Grote energiebedrijven als Essent, Nuon en Eneco kunnen duurzame energieprojecten vaak grotendeels met eigen vermogen betalen en het project beheren vanuit een zogenoemde balansfinanciering, waarbij de risico’s voor eigen rekening zijn. Een kleine rondvraag op het Warmtecongres in Eindhoven levert de kennis op dat een groot deel van de aanwezigen die bezig zijn met het opzetten van een warmtenetwerk – waarbij huizen of bedrijven met restwarmte of aardwarmte worden verwarmd – bij een kleiner bedrijf werkzaam is. Dergelijke bedrijven zijn voor hun financiering veel meer afhankelijk van vreemd vermogen. In dat geval komt projectfinanciering in beeld, waarbij de risico’s voor rekening zijn van de financiers. ‘Daarbij gelden strakke regels, waardoor we snel kunnen ingrijpen’, stelt De Boer. De ING heeft een voorkeur voor bewezen technieken in plaats van innovatieve ontwerpen en ook juridisch stevige leveringscontracten. En verder: er moet een goed vooruitzicht zijn op inkomsten. De Boer: ‘Nog altijd geldt:  Cash is King! Men moet in staat zijn met de kasstroom rente en aflossing te betalen.’ Maar ook de ING heeft geleerd van de economische crisis en denkt dus wel twee keer na alvorens over te gaan tot een lening. Wie dat lukt, kan vervolgens wel profiteren van de gunstige groenlening, ‘waarbij de rente tot 100 basispunten lager ligt, en dat kan net dat zetje zijn dat het project nodig heeft.’ Deze groenlening geldt overigens alleen voor ‘groenprojecten’ die door het Agentschap NL van Economische Zaken zijn goedgekeurd. Deze zeggenschap heeft het ministerie omdat de lagere rente deels wordt gefinancierd door het Rijk. De ING hoeft groenspaarders namelijk minder rente te betalen zonder dat deze erop achteruit gaan, omdat spaarders fiscale voordelen genieten bij groen sparen.
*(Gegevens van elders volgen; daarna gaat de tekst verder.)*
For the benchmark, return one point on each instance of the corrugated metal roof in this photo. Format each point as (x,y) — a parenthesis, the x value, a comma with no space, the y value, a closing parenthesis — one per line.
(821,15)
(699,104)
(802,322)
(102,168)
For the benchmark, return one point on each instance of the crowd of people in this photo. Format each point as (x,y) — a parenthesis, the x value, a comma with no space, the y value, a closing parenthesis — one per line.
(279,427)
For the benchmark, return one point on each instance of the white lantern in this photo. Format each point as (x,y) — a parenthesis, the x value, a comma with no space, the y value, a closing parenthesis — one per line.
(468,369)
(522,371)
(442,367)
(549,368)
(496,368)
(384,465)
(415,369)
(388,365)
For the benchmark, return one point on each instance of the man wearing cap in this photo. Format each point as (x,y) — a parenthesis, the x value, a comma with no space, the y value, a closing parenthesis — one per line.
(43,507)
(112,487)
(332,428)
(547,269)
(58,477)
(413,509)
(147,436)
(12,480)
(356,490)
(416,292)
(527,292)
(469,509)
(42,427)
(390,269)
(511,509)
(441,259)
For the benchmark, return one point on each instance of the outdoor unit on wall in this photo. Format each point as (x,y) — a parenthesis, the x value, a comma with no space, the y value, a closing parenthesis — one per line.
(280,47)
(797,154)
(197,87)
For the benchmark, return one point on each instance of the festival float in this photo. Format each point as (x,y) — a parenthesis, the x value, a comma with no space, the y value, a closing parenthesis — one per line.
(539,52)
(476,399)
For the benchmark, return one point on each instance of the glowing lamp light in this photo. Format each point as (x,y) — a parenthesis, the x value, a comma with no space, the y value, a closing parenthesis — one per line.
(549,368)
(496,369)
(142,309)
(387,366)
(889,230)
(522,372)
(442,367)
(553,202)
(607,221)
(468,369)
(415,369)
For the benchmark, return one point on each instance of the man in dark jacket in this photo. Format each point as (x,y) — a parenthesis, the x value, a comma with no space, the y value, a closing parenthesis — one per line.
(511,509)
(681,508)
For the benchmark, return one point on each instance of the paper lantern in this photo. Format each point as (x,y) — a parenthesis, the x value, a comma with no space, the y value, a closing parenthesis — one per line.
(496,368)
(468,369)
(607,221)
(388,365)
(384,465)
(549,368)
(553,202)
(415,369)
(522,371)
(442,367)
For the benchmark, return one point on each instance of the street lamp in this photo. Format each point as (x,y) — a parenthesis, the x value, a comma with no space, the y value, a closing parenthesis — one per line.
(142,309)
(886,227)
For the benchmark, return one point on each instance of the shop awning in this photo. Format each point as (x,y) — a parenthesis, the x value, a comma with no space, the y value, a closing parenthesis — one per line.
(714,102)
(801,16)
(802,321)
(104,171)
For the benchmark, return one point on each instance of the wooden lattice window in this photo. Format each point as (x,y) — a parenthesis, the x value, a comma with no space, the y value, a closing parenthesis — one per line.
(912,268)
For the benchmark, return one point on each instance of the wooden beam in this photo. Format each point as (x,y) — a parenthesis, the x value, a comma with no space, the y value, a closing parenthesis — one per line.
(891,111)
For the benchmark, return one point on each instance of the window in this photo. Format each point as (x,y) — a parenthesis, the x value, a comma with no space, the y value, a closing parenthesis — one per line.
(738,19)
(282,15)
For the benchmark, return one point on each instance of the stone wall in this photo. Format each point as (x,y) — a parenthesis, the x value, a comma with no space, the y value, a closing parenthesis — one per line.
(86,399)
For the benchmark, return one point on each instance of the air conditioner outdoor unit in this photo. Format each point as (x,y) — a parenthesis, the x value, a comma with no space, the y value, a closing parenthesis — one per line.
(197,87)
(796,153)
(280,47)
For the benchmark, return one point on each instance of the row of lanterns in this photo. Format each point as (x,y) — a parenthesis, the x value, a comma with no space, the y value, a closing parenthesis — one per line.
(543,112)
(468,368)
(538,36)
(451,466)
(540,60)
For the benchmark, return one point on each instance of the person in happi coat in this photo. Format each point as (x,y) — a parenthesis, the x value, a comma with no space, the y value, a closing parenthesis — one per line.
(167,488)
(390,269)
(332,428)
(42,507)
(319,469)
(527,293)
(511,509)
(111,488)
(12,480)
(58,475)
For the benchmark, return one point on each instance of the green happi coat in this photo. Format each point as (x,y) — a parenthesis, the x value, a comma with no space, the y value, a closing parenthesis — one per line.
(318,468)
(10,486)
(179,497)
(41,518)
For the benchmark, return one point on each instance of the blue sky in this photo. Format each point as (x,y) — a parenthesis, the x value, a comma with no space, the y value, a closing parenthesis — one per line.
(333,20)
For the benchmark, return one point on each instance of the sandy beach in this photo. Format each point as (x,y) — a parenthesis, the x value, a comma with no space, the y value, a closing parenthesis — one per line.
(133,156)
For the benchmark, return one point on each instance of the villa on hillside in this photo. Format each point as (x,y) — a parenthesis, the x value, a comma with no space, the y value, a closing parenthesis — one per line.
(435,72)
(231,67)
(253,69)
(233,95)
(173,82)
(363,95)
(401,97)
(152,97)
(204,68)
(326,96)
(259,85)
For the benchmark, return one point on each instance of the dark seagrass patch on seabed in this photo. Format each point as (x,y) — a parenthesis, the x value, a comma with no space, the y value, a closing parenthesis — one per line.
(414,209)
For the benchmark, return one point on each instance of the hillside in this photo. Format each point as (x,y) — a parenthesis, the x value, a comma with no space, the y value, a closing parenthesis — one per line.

Econoom Ronald Huisman ondervond na onderzoek naar de financieringsperikelen rond verscheidene warmteprojecten dat er voor geld te vaak alleen gekeken wordt naar banken. Private equitybedrijven, pensioen- en beleggingsfondsen hebben echter ook veel geld te besteden. Welke geldbron je aanboort zou volgens Huisman afhankelijk kunnen worden gemaakt van de fase waarin het duurzame project zich bevindt. Huisman onderscheidt vier fasen. Ten eerste het begin van het project, gekenmerkt door zeer hoge onzekerheid. Vervolgens gaat het project van start. Ook deze fase kent nog veel onzekerheid, maar er is ook een grote toename van kennis, oftewel waardeontwikkeling. In fasedrie is het warmtenet in bedrijf. De onzekerheid is inmiddels laag en het geld begint binnen te stromen. Ten slotte kan het project worden uitgerold naar andere warmtenetten. Daarbij komt de opgebouwde kennis van pas. Huisman: ‘In deze laatste fase kapitaliseert men de waardestijging uit fase twee. Ontwikkelaars zouden bij projectfinanciering deze waardestijging moeten benadrukken. Met kasstroom trek je een bank over de streep, maar waardestijging interesseert fondsen en private equitybedrijven veel meer.’

Financiering door de markt is het meest ideaal, want veel minder afhankelijk van telkens veranderende regelgeving. Toch staan of vallen de meeste projecten bij een of andere vorm van overheidssteun. Dat is vaak de SDE (Stimuleringsregeling duurzame energieproductie), maar ook de EIA (Energie-investeringsaftrek), KIA (Kleinschaligheidsinvesteringsaftrek), VAMIL (Willekeurige Afschrijving Milieu-investeringen), een garantieregeling of MIA (Milieu-investeringsaftrek) komen al naar gelang het soort project in aanmerking. ‘Voor een bank zijn de risico’s vaak toch te groot om alleen te dragen’, zegt De Boer.